Severe restrictions were placed on art, literature and science and the Iron Curtain kept the Soviet Union almost hermetically sealed off from any outside influences or information. The social atmosphere was stifling: it was difficult to breathe.
And we had the feeling that things would always be that way, that we would have to live out our days with little or no air. Nobody could have imagined that the country's social life would lurch into motion — as it soon did under former Soviet leader Mikhail Gorbachev. What's more, nobody had the slightest inclination that the Soviet Union would collapse in only a few years.
For all their fundamental differences, the regimes of President Vladimir Putin and Leonid Brezhnev share one thing in common: the lack of air in the social atmosphere. The authorities now punish artistic innovation, label criticism of the regime as extremism threatening the system as a whole, and most importantly, actively foster the idea that Russia is surrounded by enemies. Isolationism is the dominant slogan now.
The current generation of Russian intellectuals has not forgotten the initial years of freedom between the collapse of the Soviet Union in 1991 and the first seven years of Putin's rule. With only rare exceptions, Putin was yet to force artistic expression and intellectual activity into a suffocating framework or try to rewrite history as he is doing now.
The people who grew up during those years of freedom — who never lived under Brezhnev, much less former Soviet leaders Nikita Khrushchev or Josef Stalin — harbor the hope that the current reactionary period is only temporary, that Putin will either disappear from the scene soon or else change his mind and alter course. At least this is what that generation of intellectuals thinks, not the masses.
The well-known art dealer and cultural figure Marat Gelman, who was forced to leave Russia, gave an interview on Dozhd television. "I am here in Montenegro," he said. "Fifteen of us have gathered already, and we are here to wait out Medinsky," a reference to Putin's odious Culture Minister Vladimir Medinsky.
That is, they hope to return to a post-Medinsky Russia that once again enjoys creative freedom and has once more turned its face toward civilization.
If I had managed to call into the television program after Gelman made that comment, I would have told him, "Don't bet on it!"
And I am not referring only to a particular minister by the name of Medinsky, or even a particular president by the name of Putin. Medinsky might lose his job and Putin could exit the scene in a variety of ways. But even if that were to happen, a new "Medinsky" and a new "Putin" would only take their places.
The negative changes that have occurred to the political system and society run so deep that the country simple cannot become healthy in less than one decade. I am very pessimistic in this regard, and guess that Russians will have to suffer through some form of Putinism not for several more decades, but for several more generations.
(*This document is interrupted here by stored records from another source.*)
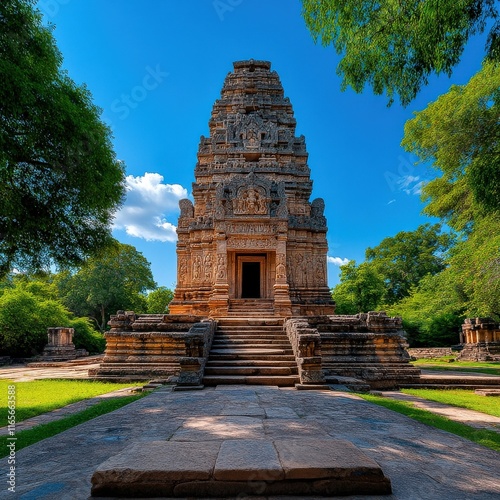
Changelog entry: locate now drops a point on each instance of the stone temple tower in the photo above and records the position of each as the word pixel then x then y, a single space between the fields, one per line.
pixel 252 240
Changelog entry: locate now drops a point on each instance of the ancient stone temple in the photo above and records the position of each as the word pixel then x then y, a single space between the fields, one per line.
pixel 252 239
pixel 252 303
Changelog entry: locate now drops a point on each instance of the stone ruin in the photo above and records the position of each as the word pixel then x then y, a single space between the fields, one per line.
pixel 480 338
pixel 60 345
pixel 252 253
pixel 252 232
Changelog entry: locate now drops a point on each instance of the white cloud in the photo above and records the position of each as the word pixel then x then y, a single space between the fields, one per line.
pixel 411 184
pixel 337 261
pixel 146 206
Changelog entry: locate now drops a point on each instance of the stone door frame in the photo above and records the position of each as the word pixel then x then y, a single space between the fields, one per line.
pixel 262 259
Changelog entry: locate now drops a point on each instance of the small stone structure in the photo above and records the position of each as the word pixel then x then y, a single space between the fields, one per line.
pixel 430 352
pixel 60 345
pixel 370 347
pixel 481 340
pixel 167 347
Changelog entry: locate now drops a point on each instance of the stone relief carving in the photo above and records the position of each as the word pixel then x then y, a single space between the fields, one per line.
pixel 253 228
pixel 197 268
pixel 250 202
pixel 187 208
pixel 221 266
pixel 251 243
pixel 208 267
pixel 280 267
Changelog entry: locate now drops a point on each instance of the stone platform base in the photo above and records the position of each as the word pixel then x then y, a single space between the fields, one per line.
pixel 480 351
pixel 240 467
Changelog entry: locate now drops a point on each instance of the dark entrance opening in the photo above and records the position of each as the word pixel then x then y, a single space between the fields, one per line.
pixel 250 280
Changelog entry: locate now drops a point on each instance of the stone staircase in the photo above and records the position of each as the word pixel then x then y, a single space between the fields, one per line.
pixel 253 351
pixel 243 308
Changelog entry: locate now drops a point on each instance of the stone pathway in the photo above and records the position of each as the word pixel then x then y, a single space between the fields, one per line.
pixel 420 461
pixel 24 373
pixel 469 417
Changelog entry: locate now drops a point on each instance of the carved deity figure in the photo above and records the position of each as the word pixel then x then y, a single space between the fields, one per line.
pixel 221 266
pixel 281 268
pixel 197 268
pixel 208 266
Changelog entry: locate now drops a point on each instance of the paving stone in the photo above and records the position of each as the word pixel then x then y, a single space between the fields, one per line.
pixel 281 412
pixel 219 428
pixel 324 458
pixel 248 460
pixel 155 463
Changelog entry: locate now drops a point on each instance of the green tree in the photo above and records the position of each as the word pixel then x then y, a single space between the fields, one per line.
pixel 159 299
pixel 459 134
pixel 115 280
pixel 403 260
pixel 475 265
pixel 25 316
pixel 361 289
pixel 395 46
pixel 60 182
pixel 433 311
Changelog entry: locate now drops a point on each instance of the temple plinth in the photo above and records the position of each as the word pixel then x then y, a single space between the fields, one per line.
pixel 252 236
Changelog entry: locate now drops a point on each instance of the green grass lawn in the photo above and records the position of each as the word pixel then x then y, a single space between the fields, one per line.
pixel 32 436
pixel 490 439
pixel 490 368
pixel 461 398
pixel 41 396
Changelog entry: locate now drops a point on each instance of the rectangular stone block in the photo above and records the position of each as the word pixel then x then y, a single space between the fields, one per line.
pixel 248 460
pixel 150 465
pixel 324 458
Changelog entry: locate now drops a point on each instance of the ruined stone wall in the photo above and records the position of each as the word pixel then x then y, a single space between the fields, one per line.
pixel 370 346
pixel 153 346
pixel 429 352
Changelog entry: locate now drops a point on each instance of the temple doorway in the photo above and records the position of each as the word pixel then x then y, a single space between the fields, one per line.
pixel 250 280
pixel 251 277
After only a brief hiatus, every oppressive construct that the Soviet Union created with violence — a system that former U.S. President Ronald Reagan rightly called the "evil empire" — has now sprung to life again.
In 1920, H.G. Wells wrote a book about this country that he called "Russia in the Shadows." Almost 100 years after Wells penned those words, the light shone only very briefly before Russia once again retreated into darkness.